Written by Utkarsh Anand | New Delhi | Updated: December 16, 2016 2:58 am
Liqour shop at Burail village in sector 45 of Chandigarh on Tuesday, March 15 2016. Express photo by Jasbir Malhi

The Supreme Court on Thursday ordered closure of all liquor shops along national and state highways across the country and directed governments to “cease and desist” from issuing excise licenses.

Expressing concern over nearly 1.5 lakh deaths every year in road mishaps, a bench led by Chief Justice of India T S Thakur said that no new liquor vend shall come up along the highways while those already having licences will have to shut shop by April 1, 2017.

The bench, also comprising Justices D Y Chandrachud and L Nageswara Rao, clarified that those having licences to run such shops can operate till the expiry of their licences or April 1, whichever is earlier.

The police and municipal authorities, the court said, will make sure that all liquor vends are closed down permanently by the deadline. It also ordered removal of signages or boards indicating their location and held that no such vend can be allowed within a 100-m range of a highway.

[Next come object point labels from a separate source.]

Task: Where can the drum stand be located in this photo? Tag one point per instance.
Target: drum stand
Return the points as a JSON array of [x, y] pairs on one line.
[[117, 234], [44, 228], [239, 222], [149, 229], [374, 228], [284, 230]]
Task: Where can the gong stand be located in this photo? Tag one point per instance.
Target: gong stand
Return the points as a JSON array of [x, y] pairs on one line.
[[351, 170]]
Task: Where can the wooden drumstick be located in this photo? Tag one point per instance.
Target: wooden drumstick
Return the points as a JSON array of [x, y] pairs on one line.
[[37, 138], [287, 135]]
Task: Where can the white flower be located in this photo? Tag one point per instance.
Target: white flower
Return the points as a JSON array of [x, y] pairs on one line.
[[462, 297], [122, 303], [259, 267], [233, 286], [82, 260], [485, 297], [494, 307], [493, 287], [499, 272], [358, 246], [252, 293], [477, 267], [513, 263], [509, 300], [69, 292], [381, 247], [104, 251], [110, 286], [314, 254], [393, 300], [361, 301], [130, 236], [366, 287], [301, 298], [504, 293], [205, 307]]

The bench asked the chief secretaries and police chiefs of all state governments to chalk out a plan after a deliberation with excise and municipal authorities to ensure strict compliance with its directives.

It underlined that the directives were being issued in public interest since the lives of millions were at stake and that state governments had failed to come on board for a uniform policy to ban liquor vends along highways.

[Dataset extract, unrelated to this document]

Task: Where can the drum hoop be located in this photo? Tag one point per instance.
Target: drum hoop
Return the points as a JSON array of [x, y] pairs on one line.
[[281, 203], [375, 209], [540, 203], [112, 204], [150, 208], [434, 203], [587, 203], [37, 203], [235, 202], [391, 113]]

Reminding the state governments of their constitutional obligation to prohibit liquor sale, the bench said revenue generation cannot be the sole ground to let these vends continue along highways at the risk of giving rise to drunken driving and consequential fatalities.

The court was dealing with a clutch of petitions on the issue. NGO Arrive Safe Society had pressed for a complete ban. It had referred to a 2015 report of the Ministry of Road Transport and Highways and said almost five lakh accidents occurred last year in India, killing 1,46,000 people.

“An analysis of road accident data 2015 reveals that around 1,374 accidents and 400 deaths take place every day on Indian roads, resulting in 57 accidents and loss of 17 lives on an average every hour. India being a signatory to the Brasilia Declaration, it is imperative that policy guidelines are framed to control road accidents. Also, the excise policies of Indian states and Union Territories should be amended to conform to the spirit of Article 47 r/w Article 21 of the Constitution of India,” the petition had said.

The court, in its order, also lent credence to a recommendation made by the Road Safety Committee, headed by its former judge K S Radhakrishnan, which had also recommended banning of all liquor vends along highways.